If anything makes SHANG-CHI stand out among Marvel movies beyond its excellent action, it’s probably the sense of storied culture and history that feels baked into the fabric of the film. Characters periodically and organically speak in Mandarin throughout the film without apologizing, and it’s great. Chinese mythology is worked into the Marvel Universe in a way that feels fresh and fantastical. And from Michelle Gough to Tony Leung, various Chinese icons appear to add some much-needed weight and gravitas to an origin story that has just begun. The presence of Tony Leung, a Hong Kong legend in his own right, immediately elevates an otherwise American movie into something that feels like the next in a long line of Wuxia action classics. Like Shang-Chi’s aunt says to him, “you are a product of all who came before you.”

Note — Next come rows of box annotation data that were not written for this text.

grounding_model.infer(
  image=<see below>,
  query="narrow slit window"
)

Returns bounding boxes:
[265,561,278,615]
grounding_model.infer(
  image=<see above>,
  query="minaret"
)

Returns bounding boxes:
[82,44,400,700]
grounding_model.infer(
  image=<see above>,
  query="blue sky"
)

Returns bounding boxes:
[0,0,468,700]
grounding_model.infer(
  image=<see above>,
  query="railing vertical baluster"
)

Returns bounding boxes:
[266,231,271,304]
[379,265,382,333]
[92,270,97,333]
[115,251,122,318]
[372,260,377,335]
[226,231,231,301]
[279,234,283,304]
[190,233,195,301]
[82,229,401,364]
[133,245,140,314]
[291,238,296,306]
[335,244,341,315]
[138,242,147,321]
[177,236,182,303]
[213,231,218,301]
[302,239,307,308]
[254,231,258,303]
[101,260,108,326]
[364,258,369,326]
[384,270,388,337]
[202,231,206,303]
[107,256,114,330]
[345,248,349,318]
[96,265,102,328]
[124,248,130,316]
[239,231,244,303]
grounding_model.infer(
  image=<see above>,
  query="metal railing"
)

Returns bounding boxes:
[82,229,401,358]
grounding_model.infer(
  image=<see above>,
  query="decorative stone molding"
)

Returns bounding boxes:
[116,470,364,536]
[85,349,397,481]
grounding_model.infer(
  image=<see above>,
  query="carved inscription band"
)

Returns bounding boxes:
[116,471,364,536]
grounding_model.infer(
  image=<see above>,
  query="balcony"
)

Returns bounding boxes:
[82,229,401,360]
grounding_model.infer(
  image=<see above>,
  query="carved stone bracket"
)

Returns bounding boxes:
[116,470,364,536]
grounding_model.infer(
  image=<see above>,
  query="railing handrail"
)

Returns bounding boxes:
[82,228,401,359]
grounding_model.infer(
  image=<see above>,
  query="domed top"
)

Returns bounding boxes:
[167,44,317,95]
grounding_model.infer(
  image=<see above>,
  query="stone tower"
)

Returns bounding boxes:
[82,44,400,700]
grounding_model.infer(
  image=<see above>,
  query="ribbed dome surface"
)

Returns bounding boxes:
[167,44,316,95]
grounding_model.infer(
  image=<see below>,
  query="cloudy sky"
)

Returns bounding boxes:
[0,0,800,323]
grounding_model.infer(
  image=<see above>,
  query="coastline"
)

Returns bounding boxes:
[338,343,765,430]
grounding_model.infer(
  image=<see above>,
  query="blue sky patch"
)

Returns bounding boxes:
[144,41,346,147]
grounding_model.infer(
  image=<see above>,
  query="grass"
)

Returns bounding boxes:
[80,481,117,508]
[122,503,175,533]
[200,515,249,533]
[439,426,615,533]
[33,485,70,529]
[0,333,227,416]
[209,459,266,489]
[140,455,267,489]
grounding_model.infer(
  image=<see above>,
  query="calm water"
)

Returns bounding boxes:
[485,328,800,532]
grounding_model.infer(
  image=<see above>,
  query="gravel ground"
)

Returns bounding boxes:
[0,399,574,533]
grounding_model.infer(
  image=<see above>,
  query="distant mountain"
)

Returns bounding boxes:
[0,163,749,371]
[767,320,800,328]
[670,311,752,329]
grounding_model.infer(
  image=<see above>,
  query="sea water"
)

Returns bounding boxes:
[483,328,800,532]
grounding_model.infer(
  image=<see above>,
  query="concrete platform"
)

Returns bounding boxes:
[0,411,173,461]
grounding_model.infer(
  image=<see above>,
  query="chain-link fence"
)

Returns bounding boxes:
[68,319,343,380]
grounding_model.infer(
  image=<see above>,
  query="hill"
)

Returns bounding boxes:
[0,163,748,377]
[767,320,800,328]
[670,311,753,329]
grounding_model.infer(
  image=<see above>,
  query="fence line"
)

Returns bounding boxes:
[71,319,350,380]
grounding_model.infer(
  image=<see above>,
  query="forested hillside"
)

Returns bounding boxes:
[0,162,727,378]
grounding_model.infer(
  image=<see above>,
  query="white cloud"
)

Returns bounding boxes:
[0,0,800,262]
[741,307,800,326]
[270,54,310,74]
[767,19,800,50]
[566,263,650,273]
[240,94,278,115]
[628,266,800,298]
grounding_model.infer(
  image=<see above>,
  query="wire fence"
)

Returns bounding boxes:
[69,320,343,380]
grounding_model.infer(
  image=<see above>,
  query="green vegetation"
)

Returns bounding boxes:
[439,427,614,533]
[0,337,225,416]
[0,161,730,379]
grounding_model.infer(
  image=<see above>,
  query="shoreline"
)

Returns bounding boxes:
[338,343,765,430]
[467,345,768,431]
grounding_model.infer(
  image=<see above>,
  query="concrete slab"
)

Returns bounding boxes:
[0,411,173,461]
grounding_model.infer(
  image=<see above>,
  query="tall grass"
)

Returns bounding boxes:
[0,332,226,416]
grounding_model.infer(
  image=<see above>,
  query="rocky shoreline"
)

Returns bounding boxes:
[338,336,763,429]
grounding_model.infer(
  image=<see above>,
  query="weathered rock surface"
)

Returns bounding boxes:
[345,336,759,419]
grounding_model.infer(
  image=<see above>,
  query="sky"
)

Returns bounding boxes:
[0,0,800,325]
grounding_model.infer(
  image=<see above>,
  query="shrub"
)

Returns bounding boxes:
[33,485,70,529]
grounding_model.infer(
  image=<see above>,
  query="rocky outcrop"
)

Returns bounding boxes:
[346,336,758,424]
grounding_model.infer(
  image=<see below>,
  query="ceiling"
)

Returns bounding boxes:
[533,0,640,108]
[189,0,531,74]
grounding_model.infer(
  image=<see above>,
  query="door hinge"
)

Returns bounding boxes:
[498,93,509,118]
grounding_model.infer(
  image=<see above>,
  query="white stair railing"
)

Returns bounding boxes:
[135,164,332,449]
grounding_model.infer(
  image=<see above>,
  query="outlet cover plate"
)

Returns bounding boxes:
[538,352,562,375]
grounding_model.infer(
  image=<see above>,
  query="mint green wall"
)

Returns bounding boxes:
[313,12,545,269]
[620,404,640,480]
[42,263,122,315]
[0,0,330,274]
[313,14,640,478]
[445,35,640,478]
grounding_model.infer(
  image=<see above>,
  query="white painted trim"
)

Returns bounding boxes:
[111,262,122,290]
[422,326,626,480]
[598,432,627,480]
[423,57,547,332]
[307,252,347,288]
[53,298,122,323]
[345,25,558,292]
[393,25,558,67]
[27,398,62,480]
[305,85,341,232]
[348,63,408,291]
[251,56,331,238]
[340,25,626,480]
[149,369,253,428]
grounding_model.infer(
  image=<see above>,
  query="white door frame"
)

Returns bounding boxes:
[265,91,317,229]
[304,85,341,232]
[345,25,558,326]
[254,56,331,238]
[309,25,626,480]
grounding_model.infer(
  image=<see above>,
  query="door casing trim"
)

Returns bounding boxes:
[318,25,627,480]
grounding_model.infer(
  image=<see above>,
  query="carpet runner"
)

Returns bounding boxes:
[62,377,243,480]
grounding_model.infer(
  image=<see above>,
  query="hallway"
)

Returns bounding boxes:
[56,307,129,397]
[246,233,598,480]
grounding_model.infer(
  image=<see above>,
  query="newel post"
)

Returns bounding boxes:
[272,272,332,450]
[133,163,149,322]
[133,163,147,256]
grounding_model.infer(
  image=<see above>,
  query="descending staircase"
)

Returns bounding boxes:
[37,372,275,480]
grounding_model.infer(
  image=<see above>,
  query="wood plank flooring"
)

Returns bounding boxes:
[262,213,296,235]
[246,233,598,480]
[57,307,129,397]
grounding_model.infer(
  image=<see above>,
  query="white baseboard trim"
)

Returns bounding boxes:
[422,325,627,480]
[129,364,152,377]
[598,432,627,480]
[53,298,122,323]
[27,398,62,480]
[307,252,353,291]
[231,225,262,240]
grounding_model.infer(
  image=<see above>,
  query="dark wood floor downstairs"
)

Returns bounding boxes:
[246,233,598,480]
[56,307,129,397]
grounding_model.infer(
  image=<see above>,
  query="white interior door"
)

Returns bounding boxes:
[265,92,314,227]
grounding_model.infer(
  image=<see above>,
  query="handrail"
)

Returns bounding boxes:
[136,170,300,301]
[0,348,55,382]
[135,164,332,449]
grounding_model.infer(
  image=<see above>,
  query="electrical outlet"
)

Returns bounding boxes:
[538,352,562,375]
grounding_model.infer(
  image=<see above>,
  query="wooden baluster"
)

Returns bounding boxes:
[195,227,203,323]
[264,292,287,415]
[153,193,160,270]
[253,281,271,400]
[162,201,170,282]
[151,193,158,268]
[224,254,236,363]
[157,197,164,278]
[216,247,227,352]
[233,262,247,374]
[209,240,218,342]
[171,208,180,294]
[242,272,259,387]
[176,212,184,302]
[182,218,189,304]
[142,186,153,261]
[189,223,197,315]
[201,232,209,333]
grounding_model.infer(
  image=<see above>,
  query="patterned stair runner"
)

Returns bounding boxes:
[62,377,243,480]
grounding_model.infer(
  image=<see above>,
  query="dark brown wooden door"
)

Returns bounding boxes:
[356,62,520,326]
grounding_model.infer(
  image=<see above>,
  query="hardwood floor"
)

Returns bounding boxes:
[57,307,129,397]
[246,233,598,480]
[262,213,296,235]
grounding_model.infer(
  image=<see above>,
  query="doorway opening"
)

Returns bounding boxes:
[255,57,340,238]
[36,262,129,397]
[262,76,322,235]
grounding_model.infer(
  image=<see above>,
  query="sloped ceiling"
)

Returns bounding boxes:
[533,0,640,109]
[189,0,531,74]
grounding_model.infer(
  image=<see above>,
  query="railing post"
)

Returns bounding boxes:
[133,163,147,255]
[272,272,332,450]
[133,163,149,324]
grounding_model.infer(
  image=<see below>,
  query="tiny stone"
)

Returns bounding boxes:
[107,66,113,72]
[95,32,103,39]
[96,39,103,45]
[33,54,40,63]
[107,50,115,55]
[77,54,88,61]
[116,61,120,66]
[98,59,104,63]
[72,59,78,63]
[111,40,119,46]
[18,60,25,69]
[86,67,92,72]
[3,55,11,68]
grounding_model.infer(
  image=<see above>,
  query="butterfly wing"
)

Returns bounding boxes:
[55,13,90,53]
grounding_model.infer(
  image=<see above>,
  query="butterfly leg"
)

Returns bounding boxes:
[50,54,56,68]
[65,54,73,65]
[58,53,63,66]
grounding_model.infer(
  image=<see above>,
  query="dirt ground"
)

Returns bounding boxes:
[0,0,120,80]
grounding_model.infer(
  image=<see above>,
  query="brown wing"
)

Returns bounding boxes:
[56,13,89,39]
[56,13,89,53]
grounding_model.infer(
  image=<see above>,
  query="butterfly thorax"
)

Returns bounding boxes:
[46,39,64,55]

SHANG-CHI AND THE LEGEND OF THE TEN RINGS feels like a product of years of other cult classics and action masterpieces that have influenced the genre it’s stepping into. Some might say that means that this movie pales in comparison to the other Wuxia classics of years past - and that might be true - but it also feels like a love-letter to those movies in a way that might get people to seek them out in the future. My fiancée said when the credits rolled, “that made me want to go watch some other famous Chinese cinema,” which is probably the highest praise you can give.
At the end of the day, I think SHANG-CHI is about what it means to have multiple points of heritage, through two unique cultures but also through two unique parents. It’s about wrestling through that heritage - the good, the bad, and the ugly - to confront who you really are in the midst of conflicting expectations of who you’re supposed to be. Whether the movie succeeds in fully exploring this theme is up for discussion. But I’ve gotta say, having an action movie this good that also feels like it has mythological gravitas, and it’s really about something? That’s a big win.